When choosing bedclothes for your baby, dress them how you would dress for the temperature - not too hot, not too cold. Usually one layer more than yourself is a good measure.

If you're choosing a sleeping bag, check the TOG rating and match it to the temperature of the room. The manufacturer will have a guide to help you choose the right TOG and the clothes your baby will wear underneath. Make sure the sleeping bag is fitted around the neck and the baby's arms are fully out of the bag. 

5. Keep baby smoke free before and after birth

Don't smoke during pregnancy or after your child is born and don't allow anyone to smoke near your baby.

6. Breastfeed your baby

Research has found that breastfeeding your baby can reduce the risk of SIDS by 50 per cent.

Tresillian understand it's not always possible and we support people who bottle feed their babies.

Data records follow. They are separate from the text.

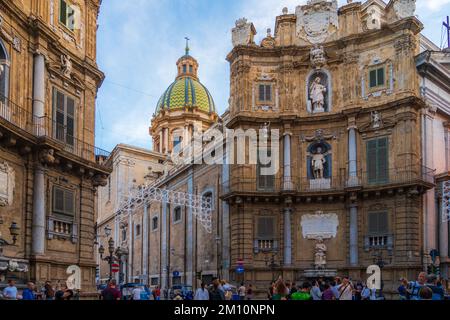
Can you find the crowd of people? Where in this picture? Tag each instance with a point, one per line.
(32, 292)
(426, 287)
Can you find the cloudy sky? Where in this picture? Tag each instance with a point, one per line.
(139, 42)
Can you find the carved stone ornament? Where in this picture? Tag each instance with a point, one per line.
(13, 266)
(243, 33)
(317, 20)
(405, 8)
(7, 184)
(318, 59)
(319, 226)
(319, 135)
(66, 66)
(269, 41)
(47, 156)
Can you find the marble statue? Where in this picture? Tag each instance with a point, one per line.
(66, 64)
(317, 20)
(318, 162)
(317, 93)
(405, 8)
(243, 33)
(320, 255)
(317, 57)
(376, 120)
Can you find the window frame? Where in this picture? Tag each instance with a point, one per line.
(66, 24)
(376, 68)
(175, 210)
(66, 116)
(265, 85)
(377, 179)
(267, 186)
(157, 223)
(63, 212)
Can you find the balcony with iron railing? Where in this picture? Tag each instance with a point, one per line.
(45, 127)
(392, 178)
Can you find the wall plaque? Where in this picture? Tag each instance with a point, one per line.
(7, 184)
(319, 225)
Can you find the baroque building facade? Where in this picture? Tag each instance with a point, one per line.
(50, 168)
(360, 99)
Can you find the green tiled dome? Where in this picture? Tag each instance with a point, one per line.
(186, 92)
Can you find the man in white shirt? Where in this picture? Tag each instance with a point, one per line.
(136, 293)
(346, 290)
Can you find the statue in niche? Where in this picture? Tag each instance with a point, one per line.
(320, 254)
(318, 163)
(317, 92)
(66, 65)
(376, 120)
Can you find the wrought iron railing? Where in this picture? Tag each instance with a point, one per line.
(48, 128)
(393, 177)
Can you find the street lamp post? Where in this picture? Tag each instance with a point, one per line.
(14, 232)
(115, 254)
(381, 263)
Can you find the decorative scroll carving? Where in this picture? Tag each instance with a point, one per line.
(317, 20)
(7, 184)
(243, 33)
(319, 226)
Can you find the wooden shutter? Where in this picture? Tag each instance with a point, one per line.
(63, 201)
(262, 92)
(268, 93)
(266, 228)
(380, 77)
(63, 12)
(378, 223)
(70, 121)
(372, 161)
(265, 182)
(373, 78)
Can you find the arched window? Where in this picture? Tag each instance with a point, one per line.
(4, 77)
(208, 197)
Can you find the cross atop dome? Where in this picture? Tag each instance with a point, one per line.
(187, 65)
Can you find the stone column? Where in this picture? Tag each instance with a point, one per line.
(287, 183)
(352, 157)
(287, 237)
(190, 236)
(166, 140)
(38, 225)
(353, 235)
(164, 245)
(145, 233)
(39, 94)
(443, 231)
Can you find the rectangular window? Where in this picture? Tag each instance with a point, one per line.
(176, 281)
(377, 78)
(177, 214)
(265, 182)
(378, 223)
(64, 117)
(378, 161)
(155, 223)
(63, 201)
(154, 281)
(265, 228)
(265, 93)
(138, 230)
(66, 15)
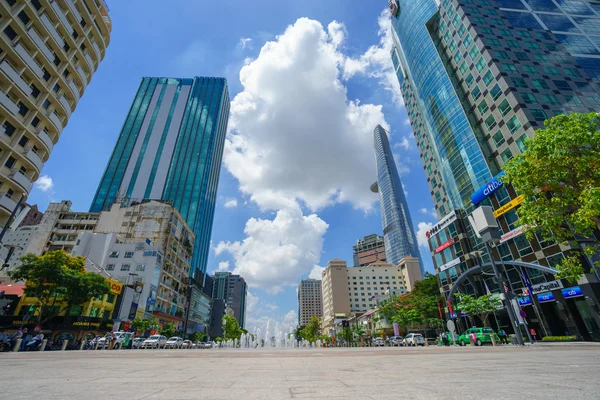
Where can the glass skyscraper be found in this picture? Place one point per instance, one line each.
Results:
(170, 148)
(478, 78)
(398, 233)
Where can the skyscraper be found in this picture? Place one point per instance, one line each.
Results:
(170, 148)
(398, 233)
(48, 55)
(232, 289)
(478, 77)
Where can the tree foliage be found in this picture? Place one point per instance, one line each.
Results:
(57, 278)
(559, 176)
(481, 306)
(231, 328)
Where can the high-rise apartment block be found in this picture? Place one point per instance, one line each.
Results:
(368, 250)
(49, 52)
(478, 77)
(232, 289)
(170, 148)
(310, 301)
(398, 232)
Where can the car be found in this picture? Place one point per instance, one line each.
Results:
(395, 340)
(137, 342)
(413, 339)
(482, 336)
(174, 342)
(154, 341)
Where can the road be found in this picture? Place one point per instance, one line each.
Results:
(536, 372)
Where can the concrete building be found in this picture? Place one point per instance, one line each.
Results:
(233, 290)
(368, 250)
(334, 287)
(310, 301)
(495, 71)
(398, 232)
(170, 148)
(49, 52)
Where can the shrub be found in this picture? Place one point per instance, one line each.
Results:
(559, 338)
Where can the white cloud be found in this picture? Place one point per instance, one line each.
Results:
(275, 253)
(316, 272)
(278, 148)
(44, 184)
(231, 203)
(376, 61)
(421, 233)
(246, 43)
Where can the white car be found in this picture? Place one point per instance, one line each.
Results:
(175, 342)
(154, 341)
(413, 339)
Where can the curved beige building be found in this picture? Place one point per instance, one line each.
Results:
(49, 51)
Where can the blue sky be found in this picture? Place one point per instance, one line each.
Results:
(299, 153)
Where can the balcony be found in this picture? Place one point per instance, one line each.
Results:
(62, 17)
(7, 203)
(66, 105)
(8, 103)
(56, 121)
(34, 159)
(29, 60)
(44, 137)
(40, 44)
(22, 181)
(15, 77)
(53, 32)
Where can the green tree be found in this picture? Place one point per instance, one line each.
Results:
(559, 177)
(58, 281)
(311, 331)
(169, 330)
(481, 306)
(231, 328)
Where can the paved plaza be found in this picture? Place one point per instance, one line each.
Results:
(536, 372)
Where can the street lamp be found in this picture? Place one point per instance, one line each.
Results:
(486, 226)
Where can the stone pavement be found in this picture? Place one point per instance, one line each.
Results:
(536, 372)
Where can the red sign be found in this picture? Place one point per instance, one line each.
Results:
(444, 246)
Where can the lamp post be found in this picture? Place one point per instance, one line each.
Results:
(486, 226)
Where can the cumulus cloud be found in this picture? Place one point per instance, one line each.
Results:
(44, 184)
(293, 121)
(423, 227)
(376, 61)
(276, 252)
(231, 203)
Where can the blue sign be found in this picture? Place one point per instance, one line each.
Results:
(574, 291)
(544, 297)
(524, 301)
(489, 188)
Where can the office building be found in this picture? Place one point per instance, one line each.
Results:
(478, 78)
(170, 148)
(310, 301)
(368, 250)
(49, 52)
(232, 289)
(398, 233)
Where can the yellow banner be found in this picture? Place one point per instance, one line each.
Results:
(509, 206)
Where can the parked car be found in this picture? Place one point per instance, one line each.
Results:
(413, 339)
(483, 336)
(137, 342)
(154, 341)
(395, 340)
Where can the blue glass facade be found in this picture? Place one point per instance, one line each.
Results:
(170, 148)
(398, 233)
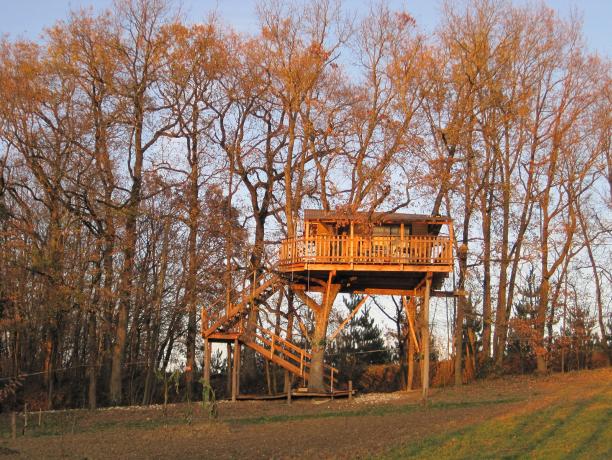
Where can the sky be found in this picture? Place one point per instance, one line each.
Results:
(27, 18)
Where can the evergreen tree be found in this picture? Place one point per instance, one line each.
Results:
(359, 344)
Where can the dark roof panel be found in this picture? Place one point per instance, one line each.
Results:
(397, 217)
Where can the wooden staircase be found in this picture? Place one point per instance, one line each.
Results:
(231, 325)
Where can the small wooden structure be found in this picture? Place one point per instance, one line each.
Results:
(408, 255)
(370, 253)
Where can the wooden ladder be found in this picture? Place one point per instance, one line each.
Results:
(286, 354)
(235, 312)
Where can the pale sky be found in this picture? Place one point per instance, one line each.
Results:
(27, 18)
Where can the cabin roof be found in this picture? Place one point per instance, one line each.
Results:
(383, 217)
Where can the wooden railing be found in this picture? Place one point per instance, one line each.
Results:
(329, 249)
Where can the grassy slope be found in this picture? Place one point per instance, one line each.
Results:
(566, 416)
(567, 428)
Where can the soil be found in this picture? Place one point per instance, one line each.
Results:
(367, 426)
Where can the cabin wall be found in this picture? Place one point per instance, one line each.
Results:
(419, 229)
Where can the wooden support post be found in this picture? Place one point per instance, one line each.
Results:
(235, 370)
(25, 418)
(425, 337)
(207, 355)
(228, 369)
(348, 318)
(410, 307)
(237, 358)
(289, 385)
(13, 425)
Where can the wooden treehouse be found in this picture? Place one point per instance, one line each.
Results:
(408, 255)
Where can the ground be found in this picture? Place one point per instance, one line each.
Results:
(558, 416)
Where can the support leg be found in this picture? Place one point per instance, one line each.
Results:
(425, 337)
(207, 354)
(235, 369)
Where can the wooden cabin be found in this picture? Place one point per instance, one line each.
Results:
(377, 253)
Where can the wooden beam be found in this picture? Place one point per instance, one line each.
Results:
(409, 310)
(310, 302)
(457, 293)
(349, 317)
(425, 337)
(207, 356)
(235, 365)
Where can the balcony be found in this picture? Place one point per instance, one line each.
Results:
(376, 253)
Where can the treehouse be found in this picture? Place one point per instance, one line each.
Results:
(372, 253)
(408, 255)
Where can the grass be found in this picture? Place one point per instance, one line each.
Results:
(370, 411)
(567, 429)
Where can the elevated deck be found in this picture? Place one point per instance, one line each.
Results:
(377, 264)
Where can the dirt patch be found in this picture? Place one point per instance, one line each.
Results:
(369, 425)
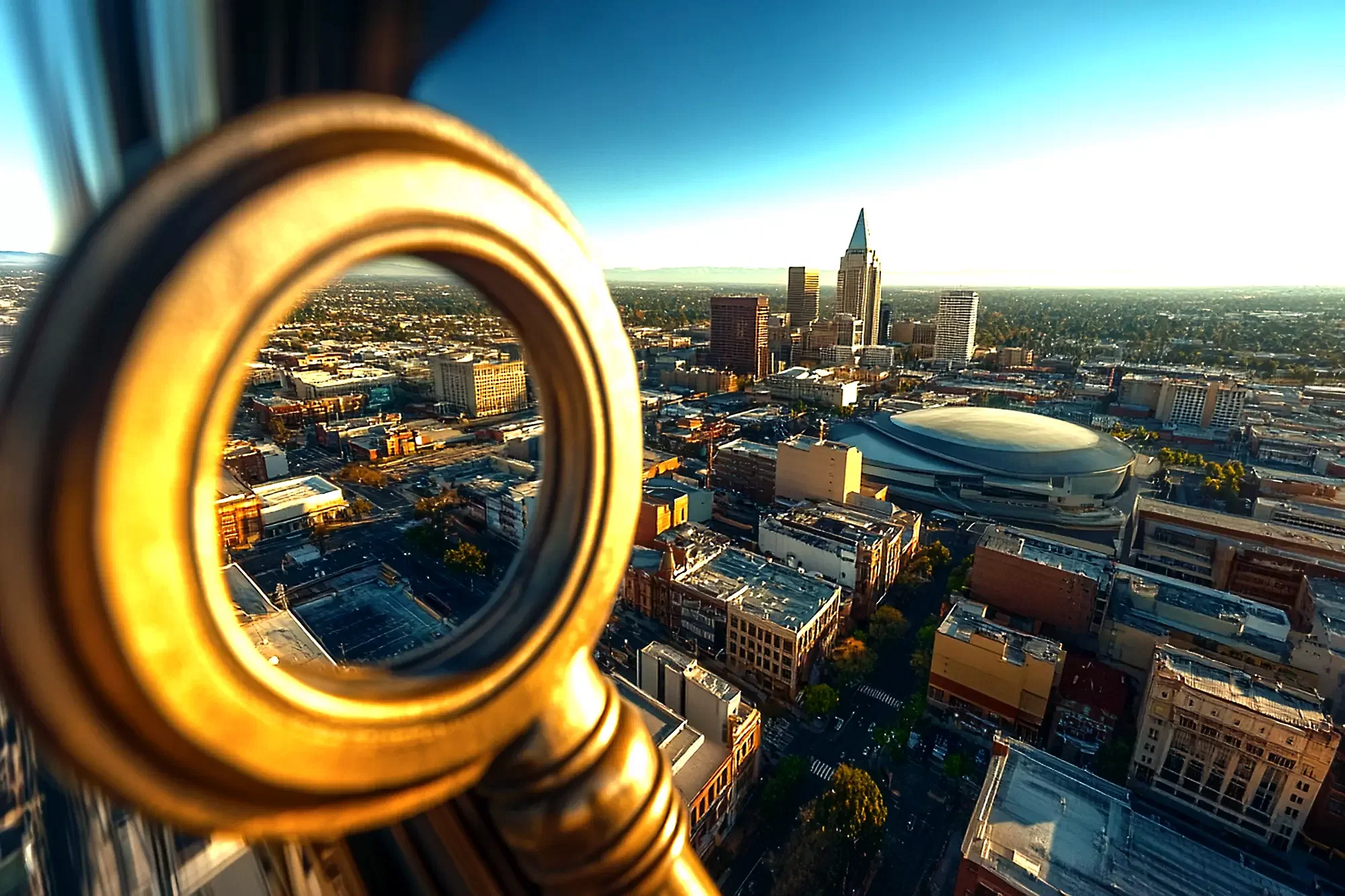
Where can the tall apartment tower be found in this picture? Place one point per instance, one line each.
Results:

We recommend following the other Safe Sleep Recommendations to reduce the risk of SUDI. 

Make sure anyone who looks after your baby understands these safe sleeping recommendations.

More information about safe sleep

FAQs about safe sleep

If you're considering using a bassinet or rocking cradle, be aware that there aren't any Australian standards for them. You should look for sides that are higher than 3000mm to prevent your baby from falling, a snug mattress no more than 75mm thick and a wide stable base that won't tip over.

Current safety recommendations are to place your baby to sleep in a cot from birth so you can move your baby from a bassinet to a cot whenever you are ready.

The current safety recommendations are to place babies to sleep in a cot from birth. Make sure your cot meets Australian safety standards and has a safe, firm mattress.

If you're swaddling or wrapping your newborn, use lightweight, fabrics such as muslin and cotton. When you dress your newborn, consider the temperature of the room. Make sure they're comfortably warm, not too hot, not too cold.